3 Replies Latest reply: Jun 16, 2012 11:46 PM by Barry
Siddhanathaswami Level 1 (0 points)

I have a cell that is formated in currency (USD in this case, i.e. $1,000) and I want to add a calculation to that cell. I double click on the cell with the $1,000, put the cursor at the begining of the cell (before the $) and push "=". A forumula rounded box with a X and √ appears. I type in "+500". Now what shows is "=$1,000+500". I push return and get a syntax error! I now have to go back and delete the comma and the $. Yuck.


It's even worse, if you have a cell with $10 in it. Then the above process thinks it referencing row 10!


Excel handles this issue seamlessly.


Any ideas? Is this a bug?

Numbers, Mac OS X (10.7.4)
  • Barry Level 7 (29,939 points)

    Numbers is not MS Excel, and MS Excel is not Numbers. Each application has features that are not supported by the other.


    Not a bug, although it does appear to be a not-well-thought-out feature.


    The issue is that once the $ is in the entry box, the whole "$1,000" is perceived (within that cell) as a text string. Any formula using one of the arithmetic operators will choke on text.


    The second use of the $ sign is as the absolute reference operator. If it preceded a number equal to or smaller than the largest row number on the table, the combination will be interpreted in a formula as an absolute reference to that row, or to the cell in that row in the same column as the formula; whichever better fits the reference in that formula.


    Either way, you're not going to get the result you want, and you are likely to get a syntax error message.


    OTOH, in a cell where the fixed number has been entered as the result of an equation (eg. =1000), formatting the cell as currency will change the displayed value, but not the value as it appears in the entry box. Neither the $ sign nor the thousands separator (,) will appear, you will be able to append "+500" (without the quotes) to the end of the formula, and you will get the expected result ( $1,500) displayed in the cell. And, as the formula itself contains NO $, the issue of 10 being recognized as a row reference will not arise.

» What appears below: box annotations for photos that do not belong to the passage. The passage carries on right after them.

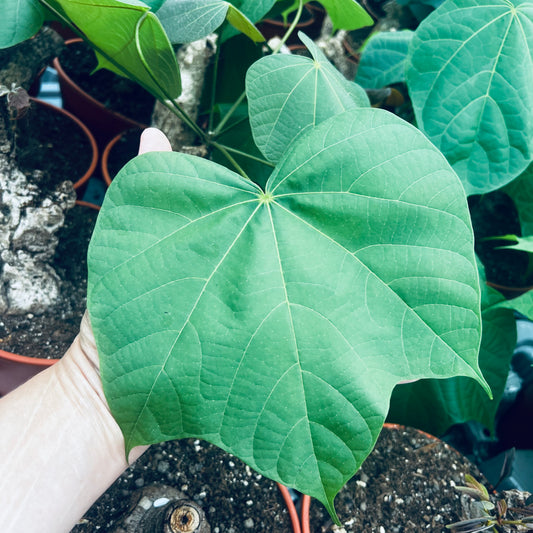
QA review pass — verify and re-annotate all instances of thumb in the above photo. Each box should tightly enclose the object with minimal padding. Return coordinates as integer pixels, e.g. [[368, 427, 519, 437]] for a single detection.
[[139, 128, 172, 154]]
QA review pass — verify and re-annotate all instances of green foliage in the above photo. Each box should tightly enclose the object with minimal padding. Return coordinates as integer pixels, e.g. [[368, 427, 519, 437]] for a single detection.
[[157, 0, 265, 43], [355, 30, 413, 89], [88, 108, 487, 516], [46, 0, 181, 99], [407, 0, 533, 194], [0, 0, 46, 48], [246, 33, 370, 162], [285, 0, 374, 30]]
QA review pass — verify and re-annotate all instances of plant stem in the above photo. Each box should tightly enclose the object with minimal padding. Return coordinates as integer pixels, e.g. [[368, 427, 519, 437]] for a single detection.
[[216, 143, 276, 168], [211, 142, 251, 181], [272, 0, 303, 54]]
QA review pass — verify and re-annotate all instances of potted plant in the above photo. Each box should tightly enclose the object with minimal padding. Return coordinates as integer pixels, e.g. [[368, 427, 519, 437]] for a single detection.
[[2, 0, 530, 522]]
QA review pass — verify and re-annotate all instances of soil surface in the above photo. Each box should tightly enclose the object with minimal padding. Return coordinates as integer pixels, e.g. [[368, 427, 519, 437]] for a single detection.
[[12, 97, 92, 202], [71, 439, 292, 533], [310, 428, 483, 533], [59, 42, 155, 124], [0, 205, 98, 359], [469, 191, 533, 287]]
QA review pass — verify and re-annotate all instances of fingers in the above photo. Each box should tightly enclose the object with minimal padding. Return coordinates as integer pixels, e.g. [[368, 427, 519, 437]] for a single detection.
[[139, 128, 172, 154]]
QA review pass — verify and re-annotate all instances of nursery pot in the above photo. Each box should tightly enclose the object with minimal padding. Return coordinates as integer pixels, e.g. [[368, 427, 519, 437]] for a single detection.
[[53, 39, 153, 146], [0, 200, 100, 396], [20, 98, 98, 198], [100, 128, 142, 187], [301, 424, 486, 533], [257, 5, 324, 45]]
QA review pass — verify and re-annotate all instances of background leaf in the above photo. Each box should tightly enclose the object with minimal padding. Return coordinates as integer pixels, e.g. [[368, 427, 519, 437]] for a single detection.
[[503, 165, 533, 236], [0, 0, 46, 48], [246, 32, 370, 162], [284, 0, 374, 31], [88, 108, 484, 515], [157, 0, 264, 43], [355, 30, 413, 89], [388, 266, 516, 436], [46, 0, 181, 99], [407, 0, 533, 194]]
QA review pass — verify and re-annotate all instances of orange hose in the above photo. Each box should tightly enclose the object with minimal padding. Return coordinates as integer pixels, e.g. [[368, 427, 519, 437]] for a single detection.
[[278, 483, 302, 533], [301, 494, 311, 533]]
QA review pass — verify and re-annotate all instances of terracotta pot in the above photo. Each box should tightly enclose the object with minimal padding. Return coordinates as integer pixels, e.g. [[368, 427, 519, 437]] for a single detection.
[[278, 483, 304, 533], [53, 39, 147, 147], [486, 281, 533, 300], [0, 200, 100, 397], [100, 129, 142, 187], [0, 350, 58, 397], [26, 97, 98, 199]]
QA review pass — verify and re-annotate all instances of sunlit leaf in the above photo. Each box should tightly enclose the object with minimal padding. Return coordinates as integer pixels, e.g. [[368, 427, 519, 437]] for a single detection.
[[88, 108, 485, 516], [407, 0, 533, 194], [157, 0, 264, 43], [46, 0, 181, 99]]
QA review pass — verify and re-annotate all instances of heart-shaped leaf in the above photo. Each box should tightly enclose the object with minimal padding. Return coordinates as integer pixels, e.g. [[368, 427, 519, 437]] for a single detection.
[[246, 32, 370, 162], [88, 108, 486, 516], [48, 0, 181, 99], [157, 0, 265, 43], [0, 0, 45, 48], [355, 30, 413, 89], [407, 0, 533, 194], [388, 266, 516, 436], [504, 165, 533, 236]]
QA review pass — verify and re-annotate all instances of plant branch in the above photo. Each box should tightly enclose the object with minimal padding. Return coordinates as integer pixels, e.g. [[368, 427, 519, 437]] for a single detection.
[[216, 143, 276, 168], [272, 0, 303, 54]]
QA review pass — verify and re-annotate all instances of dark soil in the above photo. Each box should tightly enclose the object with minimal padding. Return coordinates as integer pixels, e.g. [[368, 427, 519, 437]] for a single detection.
[[12, 96, 92, 203], [310, 428, 483, 533], [103, 129, 142, 179], [59, 42, 155, 124], [469, 191, 533, 287], [0, 205, 98, 359], [71, 439, 292, 533]]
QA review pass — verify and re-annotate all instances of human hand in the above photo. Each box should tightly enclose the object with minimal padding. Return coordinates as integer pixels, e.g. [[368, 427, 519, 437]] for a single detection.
[[0, 128, 171, 533]]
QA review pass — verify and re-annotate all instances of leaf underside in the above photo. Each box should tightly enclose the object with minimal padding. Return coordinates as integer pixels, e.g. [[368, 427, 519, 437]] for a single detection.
[[246, 32, 370, 162], [407, 0, 533, 194], [88, 109, 484, 516]]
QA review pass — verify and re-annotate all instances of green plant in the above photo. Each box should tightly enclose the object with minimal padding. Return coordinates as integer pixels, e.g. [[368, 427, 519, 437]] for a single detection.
[[0, 0, 531, 517]]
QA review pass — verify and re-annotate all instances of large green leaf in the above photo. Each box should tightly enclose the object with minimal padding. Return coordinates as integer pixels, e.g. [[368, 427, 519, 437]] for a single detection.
[[246, 32, 370, 162], [157, 0, 265, 43], [388, 266, 516, 436], [0, 0, 45, 48], [407, 0, 533, 194], [47, 0, 181, 99], [88, 108, 485, 515], [355, 30, 413, 89]]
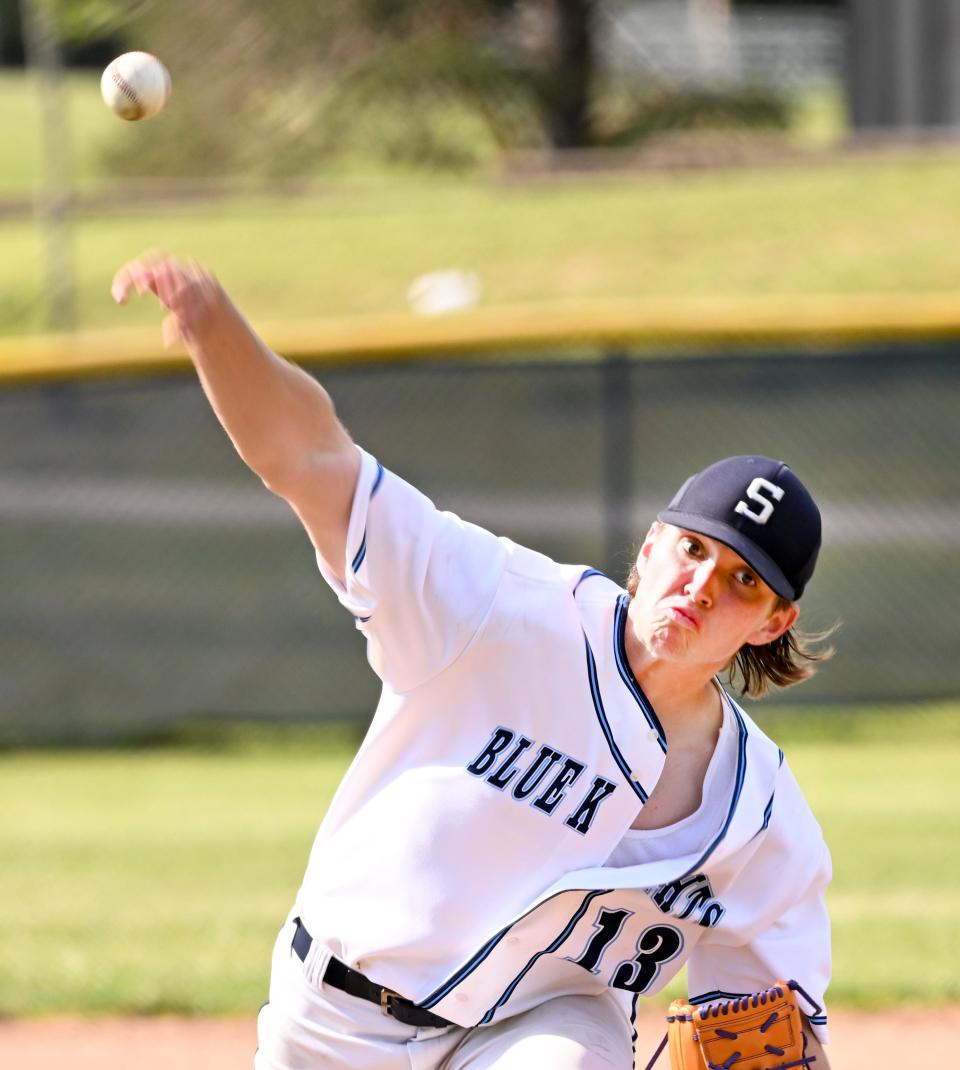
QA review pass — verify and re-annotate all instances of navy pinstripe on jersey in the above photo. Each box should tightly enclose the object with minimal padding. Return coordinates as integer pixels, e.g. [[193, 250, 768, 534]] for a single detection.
[[583, 635, 649, 803], [350, 461, 383, 577], [479, 889, 607, 1025]]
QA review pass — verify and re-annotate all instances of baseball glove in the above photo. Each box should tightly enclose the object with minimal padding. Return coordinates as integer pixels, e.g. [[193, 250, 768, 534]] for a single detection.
[[646, 981, 819, 1070]]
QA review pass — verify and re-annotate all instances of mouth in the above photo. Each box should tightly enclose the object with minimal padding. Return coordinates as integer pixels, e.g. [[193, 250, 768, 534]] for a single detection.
[[667, 606, 700, 631]]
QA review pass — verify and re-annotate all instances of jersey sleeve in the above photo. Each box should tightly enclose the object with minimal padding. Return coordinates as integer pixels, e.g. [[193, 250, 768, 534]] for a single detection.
[[317, 450, 506, 691], [688, 764, 832, 1043]]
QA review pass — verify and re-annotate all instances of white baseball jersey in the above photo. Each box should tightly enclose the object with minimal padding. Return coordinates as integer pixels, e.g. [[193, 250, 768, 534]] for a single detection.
[[296, 454, 831, 1040]]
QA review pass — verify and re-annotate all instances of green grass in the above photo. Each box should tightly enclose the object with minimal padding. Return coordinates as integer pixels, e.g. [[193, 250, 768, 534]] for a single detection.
[[0, 706, 960, 1014]]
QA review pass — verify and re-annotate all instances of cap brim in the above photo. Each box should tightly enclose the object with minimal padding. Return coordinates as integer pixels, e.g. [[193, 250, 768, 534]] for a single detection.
[[657, 509, 796, 601]]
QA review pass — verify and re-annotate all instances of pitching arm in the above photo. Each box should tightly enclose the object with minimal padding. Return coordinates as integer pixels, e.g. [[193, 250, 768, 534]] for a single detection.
[[111, 255, 360, 574]]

    For my own use, I'd simply avoid the currency format except for summary cells. A column containing a list of numerical values (with two places after the decimal) is easily recognized as a list of currency amounts, even without to $ sign. The same list with the sign applied to every value is cluttered, and more difficult to read.





    PS: If you want this feature changed in a future edition of Numbers, your best route is to Provide Numbers Feedback, using the menu item of that name in the Application menu (in Numbers, the "Numbers" menu). The link will also take you to the feedback page.

  • Siddhanathaswami Level 1 (0 points)

    Thanks Barry for the careful response. I've submitted feedback. I love Numbers and wish I didn't have to use Excel, but theres a few things like this that make me use both, all the time.


    Avoiding currency is probably the best solution here, but I also need to turn of comma separators for the thousands, which makes amounts very hard to read. Certainly not ideal!

  • Barry Level 7 (29,939 points)

    You can use the comma separators, provided you enter the values as a formula, do not include the separators in the formula, and format the cell to show the thousands separator, OR if you enter the value directly into the cell (including the separators, or with the separators added by formatting) and reference that cell in the formula (placed in a different cell) used to modify the value.